DTMF tone generation. (com.Nokia.Telephony.Tones not provided)

I am trying to make DTMF tones out the speaker.

I find this old dbus example, but com.Nokia.Telephony.Tones appear to be gone/obsolete.

Does it have a new name?
Any other suggestions?

[Extra credit:
How do I force the playback out the headphone jack if I want?
Can the XA2 do both headphone and speaker at the same time?]


# Play a DTMF tone corresponding to key '5'
dbus-send --system --print-reply --type=method_call --dest=com.Nokia.Telephony.Tones /com/Nokia/Telephony/Tones com.Nokia.Telephony.Tones.StartEventTone uint32:5 int32:0 uint32:0

but

Error org.freedesktop.DBus.Error.ServiceUnknown: The name com.Nokia.Telephony.Tones was not provided by any .service files`

Do you just want to hear them from the speaker? A super-quick and super-dirty method would be to just record the tones and then play them back with the audio renderer of your choice – e.g. python “playsound”. Audacity has a DTMF generator function if you don’t already have the audio in wav/mp3/whatever format.

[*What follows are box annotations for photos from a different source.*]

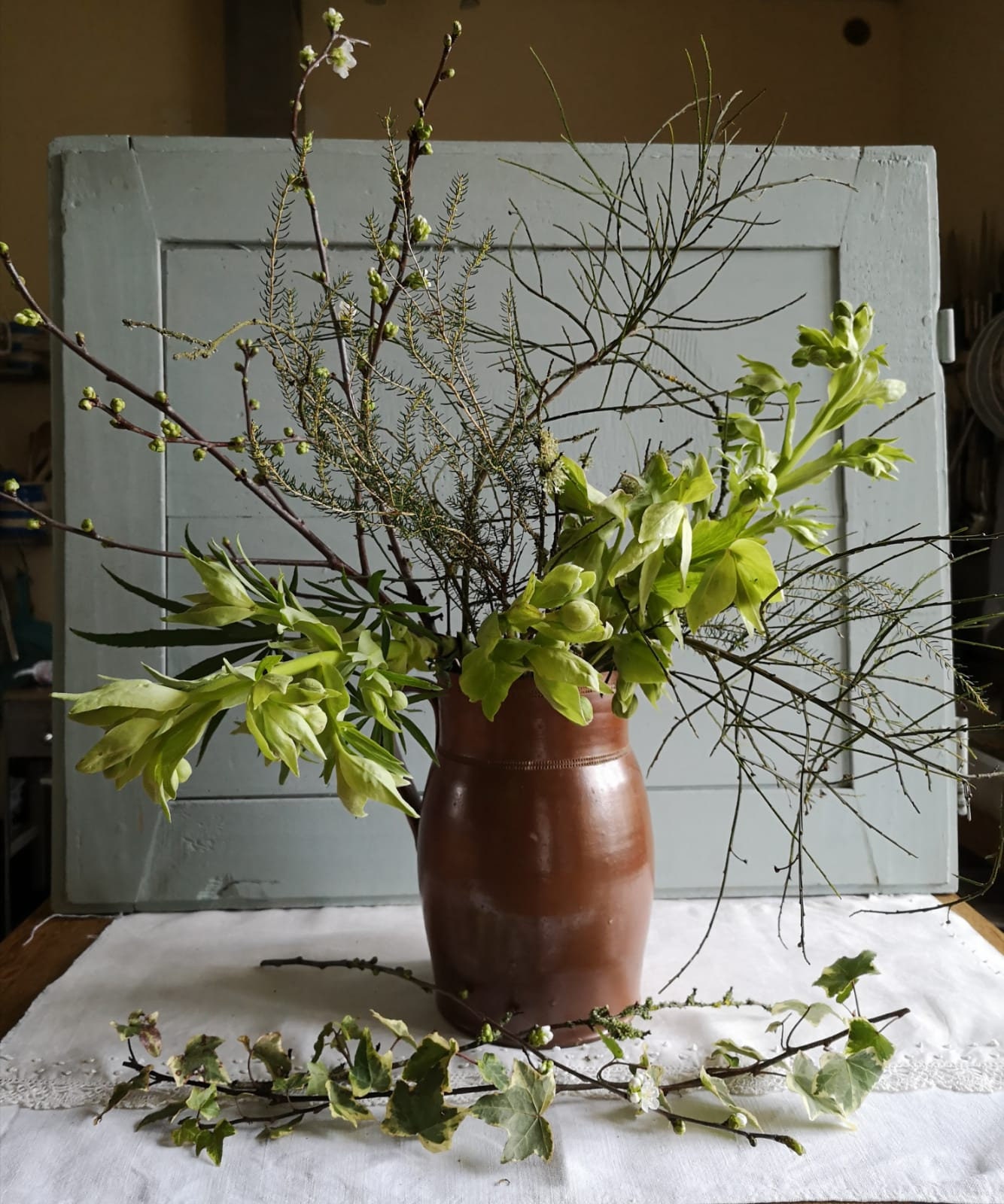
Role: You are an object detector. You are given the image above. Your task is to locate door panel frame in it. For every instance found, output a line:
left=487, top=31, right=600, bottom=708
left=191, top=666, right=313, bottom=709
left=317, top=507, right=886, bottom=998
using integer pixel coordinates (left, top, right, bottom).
left=50, top=137, right=956, bottom=911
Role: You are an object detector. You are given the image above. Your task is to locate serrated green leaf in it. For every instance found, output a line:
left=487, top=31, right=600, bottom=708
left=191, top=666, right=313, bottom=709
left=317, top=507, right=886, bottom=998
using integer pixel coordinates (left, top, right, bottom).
left=701, top=1066, right=761, bottom=1128
left=184, top=1082, right=219, bottom=1121
left=325, top=1079, right=373, bottom=1128
left=370, top=1008, right=418, bottom=1049
left=478, top=1050, right=510, bottom=1091
left=195, top=1121, right=237, bottom=1166
left=349, top=1028, right=394, bottom=1096
left=600, top=1033, right=624, bottom=1061
left=94, top=1066, right=151, bottom=1124
left=470, top=1060, right=555, bottom=1162
left=813, top=949, right=879, bottom=1003
left=844, top=1016, right=896, bottom=1066
left=167, top=1033, right=230, bottom=1087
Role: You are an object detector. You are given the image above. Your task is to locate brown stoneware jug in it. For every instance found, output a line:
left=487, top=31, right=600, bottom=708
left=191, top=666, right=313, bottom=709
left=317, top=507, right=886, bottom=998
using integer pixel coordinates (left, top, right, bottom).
left=418, top=678, right=654, bottom=1045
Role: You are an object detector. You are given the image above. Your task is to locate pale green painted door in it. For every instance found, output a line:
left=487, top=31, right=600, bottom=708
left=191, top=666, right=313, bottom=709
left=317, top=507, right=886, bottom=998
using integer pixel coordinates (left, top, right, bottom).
left=52, top=138, right=954, bottom=909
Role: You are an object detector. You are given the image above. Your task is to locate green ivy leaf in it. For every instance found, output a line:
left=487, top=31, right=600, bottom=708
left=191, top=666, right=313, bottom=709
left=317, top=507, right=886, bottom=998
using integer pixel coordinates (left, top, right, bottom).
left=701, top=1066, right=761, bottom=1128
left=311, top=1020, right=335, bottom=1062
left=94, top=1066, right=152, bottom=1124
left=370, top=1008, right=418, bottom=1049
left=813, top=949, right=879, bottom=1003
left=844, top=1016, right=896, bottom=1066
left=401, top=1033, right=458, bottom=1088
left=167, top=1033, right=230, bottom=1087
left=303, top=1062, right=331, bottom=1096
left=171, top=1116, right=200, bottom=1146
left=470, top=1061, right=555, bottom=1162
left=349, top=1028, right=394, bottom=1096
left=478, top=1051, right=510, bottom=1091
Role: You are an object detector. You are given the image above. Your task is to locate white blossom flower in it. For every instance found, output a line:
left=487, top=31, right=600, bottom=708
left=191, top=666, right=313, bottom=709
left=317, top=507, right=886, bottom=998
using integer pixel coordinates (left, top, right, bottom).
left=627, top=1070, right=661, bottom=1112
left=327, top=41, right=355, bottom=80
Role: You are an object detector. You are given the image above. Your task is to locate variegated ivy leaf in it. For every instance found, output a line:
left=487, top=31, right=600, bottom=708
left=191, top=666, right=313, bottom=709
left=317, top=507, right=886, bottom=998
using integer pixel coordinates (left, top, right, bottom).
left=813, top=949, right=879, bottom=1003
left=785, top=1050, right=882, bottom=1120
left=701, top=1066, right=761, bottom=1128
left=325, top=1079, right=373, bottom=1128
left=816, top=1049, right=882, bottom=1116
left=94, top=1066, right=151, bottom=1124
left=349, top=1028, right=392, bottom=1096
left=401, top=1033, right=458, bottom=1091
left=237, top=1032, right=293, bottom=1080
left=470, top=1061, right=555, bottom=1162
left=167, top=1033, right=230, bottom=1087
left=370, top=1008, right=418, bottom=1049
left=767, top=999, right=841, bottom=1033
left=112, top=1011, right=161, bottom=1057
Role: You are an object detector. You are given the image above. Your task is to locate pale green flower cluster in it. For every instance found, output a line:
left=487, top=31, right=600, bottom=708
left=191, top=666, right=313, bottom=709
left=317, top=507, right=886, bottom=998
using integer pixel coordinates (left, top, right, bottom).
left=460, top=301, right=910, bottom=722
left=58, top=549, right=434, bottom=815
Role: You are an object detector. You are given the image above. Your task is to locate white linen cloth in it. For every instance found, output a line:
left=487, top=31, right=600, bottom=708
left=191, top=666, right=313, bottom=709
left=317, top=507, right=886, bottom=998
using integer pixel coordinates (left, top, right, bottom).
left=0, top=895, right=1004, bottom=1204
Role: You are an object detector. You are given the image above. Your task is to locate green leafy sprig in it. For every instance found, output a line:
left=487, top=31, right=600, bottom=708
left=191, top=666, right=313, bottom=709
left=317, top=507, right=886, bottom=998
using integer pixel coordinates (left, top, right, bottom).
left=95, top=951, right=908, bottom=1166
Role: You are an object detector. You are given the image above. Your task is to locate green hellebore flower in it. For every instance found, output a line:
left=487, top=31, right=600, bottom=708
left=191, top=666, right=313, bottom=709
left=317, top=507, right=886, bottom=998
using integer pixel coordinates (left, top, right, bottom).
left=528, top=564, right=596, bottom=610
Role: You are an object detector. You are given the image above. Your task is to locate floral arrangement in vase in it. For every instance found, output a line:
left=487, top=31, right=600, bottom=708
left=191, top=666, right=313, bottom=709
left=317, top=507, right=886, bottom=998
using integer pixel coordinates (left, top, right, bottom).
left=0, top=10, right=976, bottom=1157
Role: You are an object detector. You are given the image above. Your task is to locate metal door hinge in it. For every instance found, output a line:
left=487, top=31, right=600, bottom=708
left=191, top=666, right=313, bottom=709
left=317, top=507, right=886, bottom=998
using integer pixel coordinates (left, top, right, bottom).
left=938, top=309, right=954, bottom=363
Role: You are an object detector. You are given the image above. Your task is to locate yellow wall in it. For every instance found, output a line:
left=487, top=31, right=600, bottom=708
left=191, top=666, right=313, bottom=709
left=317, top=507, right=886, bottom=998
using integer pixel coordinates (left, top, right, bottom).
left=0, top=0, right=1004, bottom=616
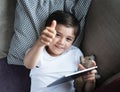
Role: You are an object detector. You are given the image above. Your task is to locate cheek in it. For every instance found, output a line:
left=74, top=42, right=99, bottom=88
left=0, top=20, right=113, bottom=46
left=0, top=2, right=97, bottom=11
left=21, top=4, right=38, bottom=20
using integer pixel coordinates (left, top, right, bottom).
left=65, top=43, right=72, bottom=49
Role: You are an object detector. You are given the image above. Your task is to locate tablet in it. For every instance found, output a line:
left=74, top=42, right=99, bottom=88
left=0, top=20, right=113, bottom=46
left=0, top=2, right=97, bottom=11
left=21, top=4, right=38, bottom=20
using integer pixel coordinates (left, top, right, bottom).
left=47, top=66, right=97, bottom=87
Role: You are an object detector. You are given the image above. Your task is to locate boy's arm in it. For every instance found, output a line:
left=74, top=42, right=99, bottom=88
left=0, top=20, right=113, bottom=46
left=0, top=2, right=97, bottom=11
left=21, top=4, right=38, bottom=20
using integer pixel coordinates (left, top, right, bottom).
left=24, top=40, right=44, bottom=69
left=24, top=20, right=57, bottom=69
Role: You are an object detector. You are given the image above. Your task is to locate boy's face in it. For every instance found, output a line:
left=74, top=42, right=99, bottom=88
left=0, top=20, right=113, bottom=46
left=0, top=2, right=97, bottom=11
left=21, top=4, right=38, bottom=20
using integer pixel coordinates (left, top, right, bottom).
left=47, top=24, right=75, bottom=56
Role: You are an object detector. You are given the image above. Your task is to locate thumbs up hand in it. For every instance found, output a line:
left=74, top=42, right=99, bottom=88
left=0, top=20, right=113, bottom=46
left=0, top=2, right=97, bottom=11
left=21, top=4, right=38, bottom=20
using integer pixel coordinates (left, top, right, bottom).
left=37, top=20, right=57, bottom=46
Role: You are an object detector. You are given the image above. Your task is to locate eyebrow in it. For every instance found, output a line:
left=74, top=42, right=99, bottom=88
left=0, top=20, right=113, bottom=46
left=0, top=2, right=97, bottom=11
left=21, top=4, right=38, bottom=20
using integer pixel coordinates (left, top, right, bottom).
left=57, top=31, right=75, bottom=39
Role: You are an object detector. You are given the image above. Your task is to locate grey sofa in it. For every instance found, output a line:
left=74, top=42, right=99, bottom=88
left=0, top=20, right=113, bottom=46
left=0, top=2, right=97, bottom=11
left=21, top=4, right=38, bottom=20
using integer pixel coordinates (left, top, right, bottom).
left=0, top=0, right=120, bottom=92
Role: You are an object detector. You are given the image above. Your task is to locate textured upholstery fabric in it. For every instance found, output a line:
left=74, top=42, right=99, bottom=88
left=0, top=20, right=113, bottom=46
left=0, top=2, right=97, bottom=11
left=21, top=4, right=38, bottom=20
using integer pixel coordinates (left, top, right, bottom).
left=7, top=0, right=91, bottom=65
left=0, top=0, right=16, bottom=58
left=81, top=0, right=120, bottom=85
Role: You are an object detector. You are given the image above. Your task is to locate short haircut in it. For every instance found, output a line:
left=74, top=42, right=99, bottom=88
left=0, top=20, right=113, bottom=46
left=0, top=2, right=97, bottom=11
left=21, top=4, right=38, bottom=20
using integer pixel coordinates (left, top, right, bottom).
left=45, top=10, right=80, bottom=39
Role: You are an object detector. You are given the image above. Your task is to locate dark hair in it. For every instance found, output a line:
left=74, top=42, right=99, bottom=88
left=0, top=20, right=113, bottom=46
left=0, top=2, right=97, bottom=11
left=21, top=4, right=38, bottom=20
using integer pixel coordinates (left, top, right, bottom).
left=45, top=10, right=80, bottom=39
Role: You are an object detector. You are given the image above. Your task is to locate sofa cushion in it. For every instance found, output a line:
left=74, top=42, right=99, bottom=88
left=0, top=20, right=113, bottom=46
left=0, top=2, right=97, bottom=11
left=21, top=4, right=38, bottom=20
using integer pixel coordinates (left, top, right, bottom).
left=0, top=0, right=16, bottom=58
left=7, top=0, right=91, bottom=65
left=81, top=0, right=120, bottom=84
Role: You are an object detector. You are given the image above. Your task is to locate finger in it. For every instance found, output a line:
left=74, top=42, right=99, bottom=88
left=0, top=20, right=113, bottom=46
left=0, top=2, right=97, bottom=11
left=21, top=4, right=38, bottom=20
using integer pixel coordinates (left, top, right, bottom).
left=78, top=64, right=86, bottom=70
left=41, top=28, right=54, bottom=38
left=50, top=20, right=57, bottom=30
left=92, top=60, right=96, bottom=67
left=40, top=35, right=52, bottom=45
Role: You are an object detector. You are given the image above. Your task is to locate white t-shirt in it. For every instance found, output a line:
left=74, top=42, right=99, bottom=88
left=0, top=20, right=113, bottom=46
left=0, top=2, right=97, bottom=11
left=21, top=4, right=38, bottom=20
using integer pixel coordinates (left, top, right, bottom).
left=30, top=46, right=83, bottom=92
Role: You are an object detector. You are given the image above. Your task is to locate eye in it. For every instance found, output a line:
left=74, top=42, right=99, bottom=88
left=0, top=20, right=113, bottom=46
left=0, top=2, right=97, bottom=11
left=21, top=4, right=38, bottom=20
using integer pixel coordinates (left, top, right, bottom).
left=66, top=38, right=73, bottom=42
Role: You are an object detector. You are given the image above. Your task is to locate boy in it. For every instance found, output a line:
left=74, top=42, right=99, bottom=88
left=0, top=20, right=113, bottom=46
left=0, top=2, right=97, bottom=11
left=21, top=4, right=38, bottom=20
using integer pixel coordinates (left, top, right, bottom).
left=24, top=11, right=96, bottom=92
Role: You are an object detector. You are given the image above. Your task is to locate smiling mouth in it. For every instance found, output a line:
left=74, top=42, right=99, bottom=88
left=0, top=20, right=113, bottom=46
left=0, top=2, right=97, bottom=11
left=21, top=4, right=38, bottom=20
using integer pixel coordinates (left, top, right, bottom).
left=56, top=45, right=64, bottom=49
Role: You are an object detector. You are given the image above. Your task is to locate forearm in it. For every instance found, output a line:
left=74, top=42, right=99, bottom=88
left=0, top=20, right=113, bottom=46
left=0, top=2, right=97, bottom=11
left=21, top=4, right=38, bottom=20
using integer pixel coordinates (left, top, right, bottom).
left=24, top=42, right=43, bottom=69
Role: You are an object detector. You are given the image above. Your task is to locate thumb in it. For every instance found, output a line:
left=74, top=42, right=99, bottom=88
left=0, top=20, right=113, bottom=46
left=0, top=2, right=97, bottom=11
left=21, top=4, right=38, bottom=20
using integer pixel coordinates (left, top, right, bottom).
left=50, top=20, right=57, bottom=30
left=78, top=64, right=86, bottom=70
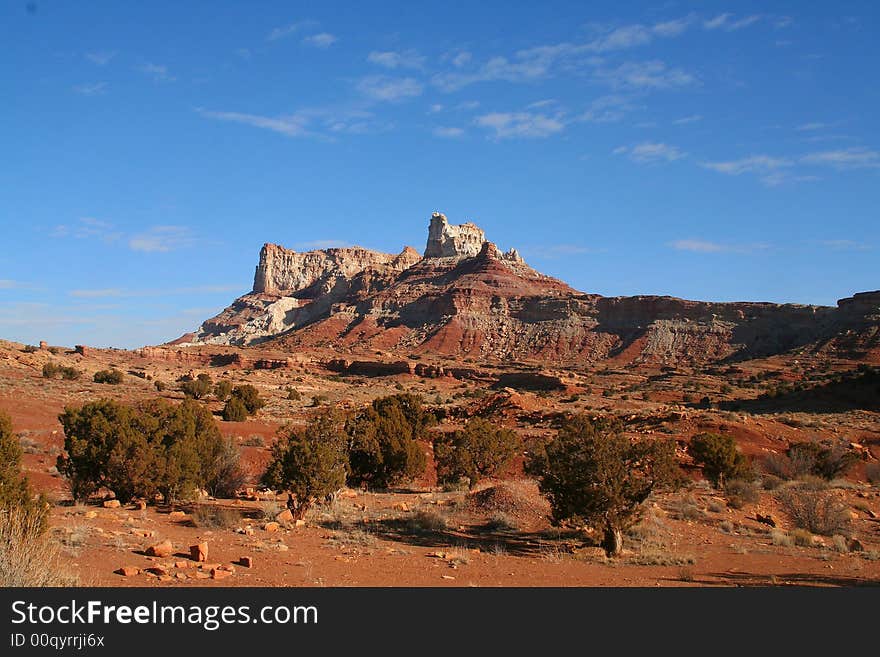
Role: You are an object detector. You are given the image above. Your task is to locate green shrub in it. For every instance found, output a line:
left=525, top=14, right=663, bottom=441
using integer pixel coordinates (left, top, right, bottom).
left=57, top=399, right=228, bottom=502
left=688, top=433, right=755, bottom=488
left=93, top=369, right=123, bottom=385
left=180, top=373, right=213, bottom=399
left=223, top=397, right=247, bottom=422
left=214, top=381, right=232, bottom=401
left=434, top=418, right=522, bottom=488
left=778, top=488, right=850, bottom=536
left=526, top=415, right=681, bottom=556
left=346, top=394, right=434, bottom=488
left=262, top=412, right=348, bottom=518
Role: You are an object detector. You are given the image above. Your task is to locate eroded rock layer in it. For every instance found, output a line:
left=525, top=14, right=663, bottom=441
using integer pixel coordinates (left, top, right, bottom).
left=176, top=213, right=880, bottom=364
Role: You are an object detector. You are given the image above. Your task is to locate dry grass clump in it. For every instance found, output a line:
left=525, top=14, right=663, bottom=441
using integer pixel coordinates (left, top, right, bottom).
left=0, top=507, right=79, bottom=587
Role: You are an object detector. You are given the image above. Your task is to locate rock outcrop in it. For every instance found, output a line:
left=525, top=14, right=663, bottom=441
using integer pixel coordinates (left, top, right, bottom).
left=176, top=213, right=880, bottom=364
left=425, top=212, right=486, bottom=259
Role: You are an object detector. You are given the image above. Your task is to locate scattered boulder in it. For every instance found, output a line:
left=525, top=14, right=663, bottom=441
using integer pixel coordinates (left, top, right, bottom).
left=189, top=541, right=208, bottom=563
left=146, top=539, right=174, bottom=559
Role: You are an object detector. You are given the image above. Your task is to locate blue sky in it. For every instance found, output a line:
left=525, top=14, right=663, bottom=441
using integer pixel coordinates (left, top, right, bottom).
left=0, top=0, right=880, bottom=347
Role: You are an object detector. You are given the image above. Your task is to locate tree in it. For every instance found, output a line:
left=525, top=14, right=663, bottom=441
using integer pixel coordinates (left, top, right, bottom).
left=262, top=411, right=348, bottom=519
left=58, top=399, right=232, bottom=502
left=223, top=396, right=247, bottom=422
left=180, top=372, right=213, bottom=399
left=214, top=381, right=232, bottom=401
left=346, top=394, right=433, bottom=488
left=526, top=415, right=680, bottom=556
left=93, top=369, right=123, bottom=385
left=434, top=418, right=522, bottom=488
left=688, top=433, right=755, bottom=488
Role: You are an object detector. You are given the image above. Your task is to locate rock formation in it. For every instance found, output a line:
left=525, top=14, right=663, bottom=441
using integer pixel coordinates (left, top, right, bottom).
left=176, top=212, right=880, bottom=364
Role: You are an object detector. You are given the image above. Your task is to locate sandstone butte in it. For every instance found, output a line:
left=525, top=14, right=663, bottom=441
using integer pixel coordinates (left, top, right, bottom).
left=171, top=212, right=880, bottom=367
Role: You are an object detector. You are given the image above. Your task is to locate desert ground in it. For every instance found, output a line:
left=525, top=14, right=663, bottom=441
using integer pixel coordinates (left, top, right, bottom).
left=0, top=342, right=880, bottom=587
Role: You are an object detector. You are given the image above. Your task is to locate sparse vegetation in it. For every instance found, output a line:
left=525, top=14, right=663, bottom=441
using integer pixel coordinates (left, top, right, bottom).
left=527, top=415, right=680, bottom=556
left=778, top=487, right=850, bottom=536
left=57, top=399, right=237, bottom=502
left=688, top=433, right=755, bottom=488
left=346, top=394, right=434, bottom=488
left=92, top=369, right=125, bottom=385
left=263, top=412, right=348, bottom=518
left=434, top=418, right=522, bottom=488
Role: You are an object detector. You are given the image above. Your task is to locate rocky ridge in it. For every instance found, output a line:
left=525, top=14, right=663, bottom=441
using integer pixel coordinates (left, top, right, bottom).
left=176, top=212, right=880, bottom=364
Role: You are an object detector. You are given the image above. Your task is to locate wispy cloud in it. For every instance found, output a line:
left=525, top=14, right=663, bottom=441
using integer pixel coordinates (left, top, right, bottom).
left=613, top=141, right=685, bottom=164
left=137, top=62, right=177, bottom=82
left=801, top=148, right=880, bottom=169
left=668, top=239, right=770, bottom=253
left=198, top=110, right=310, bottom=137
left=795, top=121, right=833, bottom=132
left=578, top=94, right=634, bottom=123
left=128, top=226, right=196, bottom=253
left=474, top=112, right=565, bottom=139
left=266, top=20, right=317, bottom=41
left=85, top=50, right=116, bottom=66
left=73, top=82, right=107, bottom=96
left=672, top=114, right=703, bottom=125
left=523, top=244, right=604, bottom=260
left=700, top=147, right=880, bottom=186
left=431, top=126, right=464, bottom=139
left=596, top=59, right=698, bottom=91
left=367, top=50, right=426, bottom=70
left=703, top=13, right=763, bottom=32
left=302, top=32, right=339, bottom=48
left=49, top=217, right=123, bottom=243
left=357, top=75, right=424, bottom=102
left=818, top=240, right=874, bottom=251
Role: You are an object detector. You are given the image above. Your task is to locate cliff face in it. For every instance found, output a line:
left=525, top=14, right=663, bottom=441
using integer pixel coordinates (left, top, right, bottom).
left=178, top=213, right=880, bottom=364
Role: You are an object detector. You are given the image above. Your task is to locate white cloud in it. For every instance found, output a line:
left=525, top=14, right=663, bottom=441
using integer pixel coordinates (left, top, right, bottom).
left=672, top=114, right=703, bottom=125
left=303, top=32, right=339, bottom=48
left=795, top=121, right=832, bottom=132
left=49, top=217, right=122, bottom=243
left=432, top=126, right=464, bottom=139
left=73, top=82, right=107, bottom=96
left=612, top=141, right=685, bottom=164
left=474, top=112, right=565, bottom=139
left=578, top=94, right=633, bottom=123
left=137, top=62, right=177, bottom=82
left=198, top=110, right=311, bottom=137
left=700, top=155, right=794, bottom=176
left=367, top=50, right=425, bottom=70
left=451, top=50, right=473, bottom=68
left=596, top=60, right=697, bottom=90
left=801, top=148, right=880, bottom=169
left=703, top=13, right=762, bottom=32
left=86, top=50, right=116, bottom=66
left=523, top=244, right=604, bottom=260
left=128, top=226, right=196, bottom=253
left=819, top=240, right=874, bottom=251
left=266, top=21, right=316, bottom=41
left=357, top=75, right=423, bottom=102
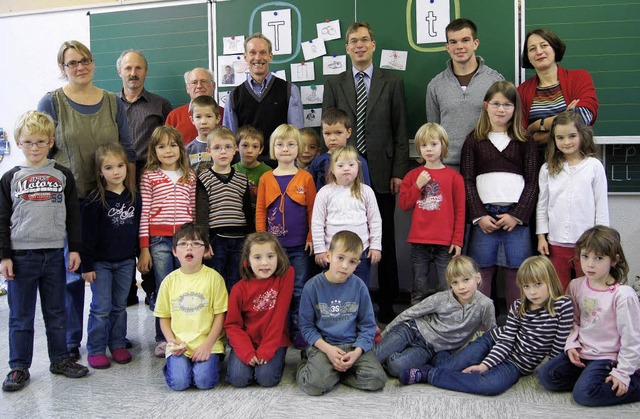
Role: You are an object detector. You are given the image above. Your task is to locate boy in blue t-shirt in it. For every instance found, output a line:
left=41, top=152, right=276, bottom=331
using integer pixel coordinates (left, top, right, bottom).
left=296, top=231, right=387, bottom=396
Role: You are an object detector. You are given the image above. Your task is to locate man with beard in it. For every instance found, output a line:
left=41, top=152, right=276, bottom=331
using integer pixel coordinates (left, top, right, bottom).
left=222, top=33, right=304, bottom=160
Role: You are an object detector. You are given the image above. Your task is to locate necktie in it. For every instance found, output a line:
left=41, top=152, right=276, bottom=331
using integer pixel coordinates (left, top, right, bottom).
left=356, top=71, right=367, bottom=154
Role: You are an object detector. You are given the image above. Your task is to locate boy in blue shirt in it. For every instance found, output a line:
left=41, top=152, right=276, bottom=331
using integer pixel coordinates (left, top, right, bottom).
left=296, top=231, right=387, bottom=396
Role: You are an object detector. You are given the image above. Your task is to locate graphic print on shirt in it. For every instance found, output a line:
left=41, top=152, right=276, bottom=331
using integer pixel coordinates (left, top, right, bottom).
left=253, top=288, right=278, bottom=311
left=418, top=180, right=442, bottom=211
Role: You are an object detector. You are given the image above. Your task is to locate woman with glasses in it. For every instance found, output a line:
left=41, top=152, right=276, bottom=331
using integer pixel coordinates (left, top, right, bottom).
left=38, top=41, right=135, bottom=359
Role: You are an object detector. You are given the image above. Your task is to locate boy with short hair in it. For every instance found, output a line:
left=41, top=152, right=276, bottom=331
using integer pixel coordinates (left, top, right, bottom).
left=154, top=223, right=229, bottom=391
left=0, top=111, right=89, bottom=391
left=196, top=127, right=255, bottom=291
left=183, top=95, right=221, bottom=174
left=296, top=231, right=387, bottom=396
left=309, top=108, right=371, bottom=191
left=233, top=125, right=271, bottom=210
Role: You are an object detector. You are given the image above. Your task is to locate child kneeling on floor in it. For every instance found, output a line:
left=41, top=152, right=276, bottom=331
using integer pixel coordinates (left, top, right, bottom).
left=296, top=231, right=387, bottom=396
left=154, top=223, right=228, bottom=391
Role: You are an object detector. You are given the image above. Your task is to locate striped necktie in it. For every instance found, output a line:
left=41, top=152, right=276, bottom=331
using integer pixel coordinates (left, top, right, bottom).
left=356, top=71, right=367, bottom=154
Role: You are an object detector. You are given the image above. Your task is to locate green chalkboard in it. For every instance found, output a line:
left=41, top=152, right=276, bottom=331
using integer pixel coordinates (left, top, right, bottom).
left=525, top=0, right=640, bottom=139
left=90, top=3, right=209, bottom=108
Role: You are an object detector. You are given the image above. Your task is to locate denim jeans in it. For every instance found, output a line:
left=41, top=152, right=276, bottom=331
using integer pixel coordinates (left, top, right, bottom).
left=538, top=353, right=640, bottom=406
left=162, top=354, right=222, bottom=391
left=411, top=243, right=451, bottom=305
left=149, top=236, right=180, bottom=342
left=227, top=348, right=287, bottom=387
left=87, top=259, right=135, bottom=356
left=7, top=249, right=69, bottom=368
left=212, top=235, right=244, bottom=292
left=373, top=320, right=435, bottom=377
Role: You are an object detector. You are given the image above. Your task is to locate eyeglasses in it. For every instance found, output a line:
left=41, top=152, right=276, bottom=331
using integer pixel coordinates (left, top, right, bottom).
left=62, top=58, right=93, bottom=68
left=489, top=102, right=515, bottom=111
left=176, top=242, right=204, bottom=249
left=20, top=140, right=50, bottom=148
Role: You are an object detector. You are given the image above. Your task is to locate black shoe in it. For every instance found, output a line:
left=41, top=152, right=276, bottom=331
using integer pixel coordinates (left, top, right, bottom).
left=2, top=368, right=30, bottom=391
left=49, top=358, right=89, bottom=378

If you need finer-grained control, you might need to generate the two sine waves programatically, but the frequencies are documented.

That is indeed another way to do it.
In the long run, I also want to play speech snippets, so its not as inelegant as one might think.

But using the commandline to get the dtmf tones directly would be easy for todays problem.

A while back, when I was testing mimic (for reasons detailed below) and couldn’t get it to play directly to phone speaker, so I used it to generate a wav file instead and used gstreamer to play that:

gst-launch-1.0 playbin uri=file:///home/nemo/temp.wav

but this works, too:

gst-launch-1.0 filesrc location=say.wav ! wavparse ! audioconvert !audioresample ! pulsesink

I was testing why pure maps couldn’t pronounce a nearby placename . . .

mimic -t “I can say Hermione and Siobhan, but I can’t say Olathe.” -o say.wav

and found out that mimic is more familiar with Harry Potter than it is with Northeastern Kansas cities.

And just bumbling around in the gstreamer docs, it looks like there’s a dtmf plugin, but it also looks tricky to use at first glance . . . looks like it can also decode dtmf!